General information
- Type: Lifting vehicle
- National origin: United States
- Manufacturer: Performance Aviation Manufacturing Group

History
- First flight: June 1994

= PAM 100B Individual Lifting Vehicle =

American lifting vehicle

The PAM 100B Individual Lifting Vehicle was an American lifting vehicle designed and built in the early 1990s by the Performance Aviation Manufacturing Group of Williamsburg, Virginia, it is also designed for amateur construction from a kit of parts.
As of 2003, a UAV variant of the design was reportedly being developed in 2001.

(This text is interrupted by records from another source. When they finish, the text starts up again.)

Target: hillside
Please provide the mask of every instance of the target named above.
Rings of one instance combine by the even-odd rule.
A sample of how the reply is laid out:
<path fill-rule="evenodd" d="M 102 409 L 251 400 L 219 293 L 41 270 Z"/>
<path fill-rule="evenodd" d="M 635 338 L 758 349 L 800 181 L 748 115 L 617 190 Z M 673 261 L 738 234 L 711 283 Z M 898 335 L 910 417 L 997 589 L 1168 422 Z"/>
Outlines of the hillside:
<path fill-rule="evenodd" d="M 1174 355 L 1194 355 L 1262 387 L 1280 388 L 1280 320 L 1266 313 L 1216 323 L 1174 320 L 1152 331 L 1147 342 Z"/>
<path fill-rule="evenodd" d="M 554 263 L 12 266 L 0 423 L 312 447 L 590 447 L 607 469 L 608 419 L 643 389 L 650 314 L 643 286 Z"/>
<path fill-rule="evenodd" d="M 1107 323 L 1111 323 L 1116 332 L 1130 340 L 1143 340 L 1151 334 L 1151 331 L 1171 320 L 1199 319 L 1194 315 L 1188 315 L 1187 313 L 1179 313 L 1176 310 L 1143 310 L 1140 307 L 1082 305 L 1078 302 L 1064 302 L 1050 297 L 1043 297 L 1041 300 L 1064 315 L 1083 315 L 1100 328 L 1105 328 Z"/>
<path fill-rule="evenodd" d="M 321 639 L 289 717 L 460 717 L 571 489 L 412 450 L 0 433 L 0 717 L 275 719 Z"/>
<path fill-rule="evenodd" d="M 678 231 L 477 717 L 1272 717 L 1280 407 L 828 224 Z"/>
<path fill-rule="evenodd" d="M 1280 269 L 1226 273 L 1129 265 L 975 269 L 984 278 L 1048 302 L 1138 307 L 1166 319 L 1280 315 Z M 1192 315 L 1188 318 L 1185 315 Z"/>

==Design and development==
The project was started in October 1989 with the prototype first flying in June 1994 originally with a single engine. It was later rebuilt with two Hirth F30A two-stroke engines. The lifting vehicle is an open frame with one person standing on top with a protective tubular framework. Below the framework the vehicle has two coaxial contra-rotating two-blade rotors with directional control from two small propellers at the ends of the cross-tubes. It has a fixed skid landing gear.

==Variants==
- PAM 100B
Piston-powered lifting vehicle with two Hirth F30A engines.
- PAM 100T
Turbine-powered variant with a JFS-100-13 engine.
- PAM 200
Kit-built variant of the 100B.
- UAV
A unmanned variant based on the turbine powered 100T was under development in 2001.